There has to be a better method.
https://gist.github.com/jrockway/73982949b3d2ce9b443528042c4...
My program runs in less than 10 milliseconds (/usr/bin/time reports 0.00 seconds), and graphtage takes 5 minutes and 17 seconds. I'm 317,000x faster! (Not including the time to write the program; if you do that, then it's about even assuming graphtage took 0 seconds to write.)
Graphtage prints the entire file in JQ colors, with diffs inside fields colored red and green, which I love:
...
"hostIP": "10.136.13̟9̟2̶1̶.139̟1̶",
"podIP": "10.244.1.18̟6̟7̶",
...
(My terminal can't display the dots under the numbers and the strikethrough, but it looks great on HN! I really love it.)My program produces relatively boring line-by-line diffs:
- "hostIP": string("10.136.121.131"),
+ "hostIP": string("10.136.139.139"),
"phase": string("Running"),
- "podIP": string("10.244.1.17"),
+ "podIP": string("10.244.1.186"),
Honestly, I get what I want out of mine, and wait 317,000x less time, so... I probably won't be using this on a daily basis.
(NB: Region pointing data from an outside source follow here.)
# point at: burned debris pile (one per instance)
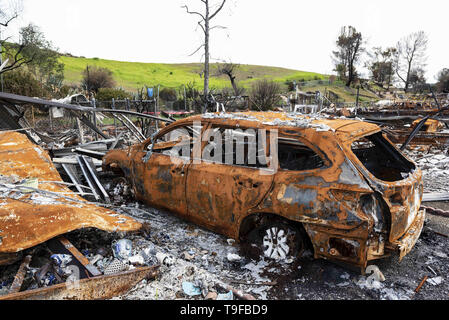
(70, 230)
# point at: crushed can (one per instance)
(122, 249)
(61, 260)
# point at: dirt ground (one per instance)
(309, 278)
(206, 259)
But I will be stealing those dots and Unicode strikethroughs.Usecases might be a little bit different, but please allow me to share my solution.
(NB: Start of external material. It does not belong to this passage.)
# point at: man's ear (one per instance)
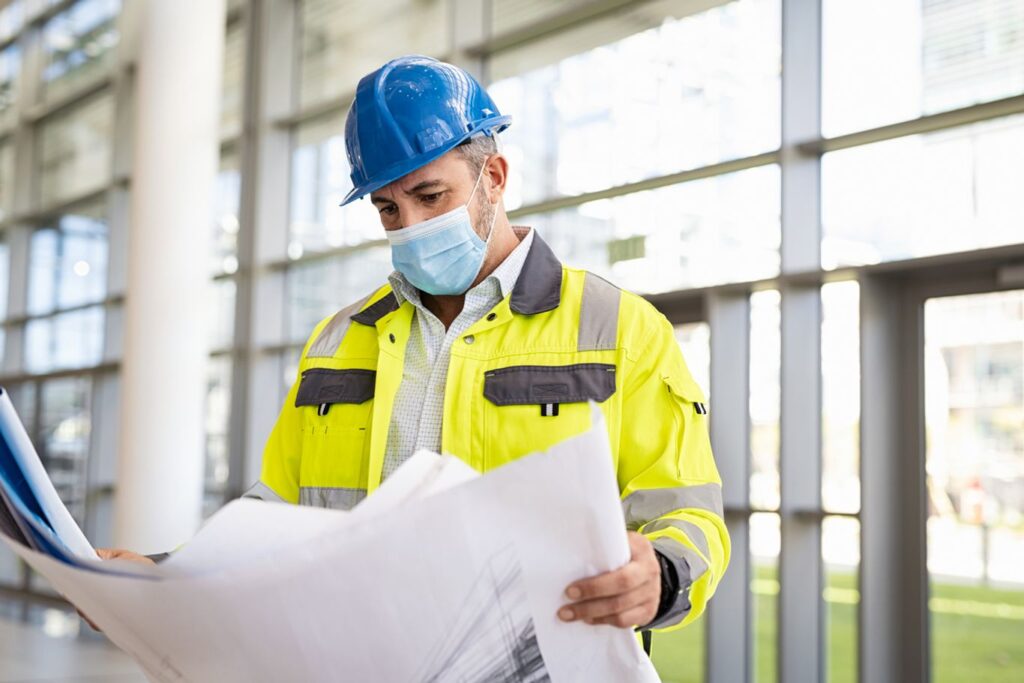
(497, 170)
The problem with diffing JSON and yaml is, that these formats aren't line based and hashes don't need to be ordered. But there is gron to turn json into a greppable line-based format [1]. Then you can sort. The sorted output is possible to diff now and then you can color the diff output with delta or a similar tool [2].
diff -u <(kubectl get pod pod1 -o json | gron | sort) <(kubectl get pod pod2 -o json | gron | sort) | delta --light --word-diff-regex="\W+"
This output provides a lot of context for me to see and understand the differences.[1] gron https://github.com/tomnomnom/gron
[2] delta https://github.com/dandavison/delta
According to their readme they don't just match on keys, but even try to detect changed keys for the same content, even when the two files have a different inner order of elements.
Your diff is probably equivalent to a pretty print and then running regular diff on it, i.e. not even sorting the file.
Having said that and assuming your file wasn't extraordinary large, a 5min runtime makes this tool kinda unusable.
Proper tree diffing is a really hard (I would say unsolved) problem. The "standard" algorithm is O(N^4)!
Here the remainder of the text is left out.